Addressing New Jersey’s housing affordability crisis is key to ensuring smaller, minority-owned businesses the workforce they need to compete and to grow.
Housing prices in many of New Jersey’s fastest-growing suburban regions are so high that they price out potential employees.
This phenomenon affects blue-collar and service-sector workers, many of whom face prohibitively long commutes from New Jersey cities to suburban job markets thanks to a dearth of workforce housing.
It is also increasingly impacting companies’ ability to recruit younger skilled workers. Recent college graduates are stymied by New Jersey’s severe rental housing shortage, and young families looking for their first starter home can’t find anything in their price ranges.
These problems are compounded for small businesses and startups — the engines of our state’s economy. New Jersey’s housing policies hit minority-owned businesses particularly hard.
Exclusionary zoning and development policies have contributed to segregation in New Jersey. These residential segregation patterns make it more difficult for black business owners to establish a foothold in suburban communities, where they can tap wealthier customer bases and more easily access capital to grow and expand.
These concerns are why the African American Chamber of Commerce has joined with the state’s other leading business organizations, including the New Jersey State Chamber of Commerce, to launch a new Opportunity New Jersey initiative to make our state more competitive. A key plank of our platform is the development of new workforce housing.
New Jersey’s Constitution provides tools to tackle this problem. Under our state’s fair housing laws, known as the Mount Laurel doctrine, towns have an obligation to work with developers to address the acute need for housing for working families.
Although our housing laws were hamstrung for 16 years thanks to gridlock in Trenton, the New Jersey Supreme Court in January issued a landmark ruling that promises to break through the logjam and kick off the construction of tens of thousands of new homes across the state to address this shortage.
The court, in a unanimous decision, rejected an argument advanced by some towns that they shouldn’t be responsible for any of the housing need that accumulated during this 16-year gap period, when the state wasn’t enforcing the law.
The ruling comes as a growing consensus forms among suburban communities across New Jersey that they can and should meet their fair housing obligations.
More than 90 towns have reached settlements with advocates and developers to meet obligations of more than 30,000 homes.
Developers are already gearing up to build thousands of homes in thriving suburban communities across New Jersey. Shovels are already in the ground for some projects.
These projects will provide jobs and stimulate an economy still recovering from the recession, a wave of housing foreclosures and the downward spiral of Atlantic City’s gaming industry.
And they will also provide the workforce housing that is key to making our state friendly for small and minority-owned businesses by allowing us to attract a quality workforce.
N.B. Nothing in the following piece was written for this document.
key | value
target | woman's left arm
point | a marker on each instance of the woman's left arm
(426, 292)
The next chapter in the struggle over affordable housing got underway in another Trenton courtroom earlier this month.
Assignment Judge Mary C. Jacobson is overseeing a two-month trial that will establish housing obligations for Mercer County.
This trial includes some of the wealthiest towns in the state — including West Windsor and Princeton — and will have an impact on communities far from Central Jersey.
Some of these towns are relying on a housing study by Philadelphia-based Econsult Solutions that artificially reduces New Jersey’s housing needs by arguing that half-million dollar beachfront homes are affordable to restaurant waitresses and supermarket cashiers. Retired Judge Douglas K. Wolfson in Middlesex County rejected these specious arguments in a trial over South Brunswick’s fair housing obligations last summer.
As the courts continue to wrestle with this issue in these two cases, they must continue to reject arguments from a few holdout towns that would deepen New Jersey’s affordability crisis and prevent the construction of tens of thousands of units of workforce housing and starter homes that our state needs to improve our business climate.
John E. Harmon Sr. is founder, CEO and president of the African American Chamber of Commerce of New Jersey.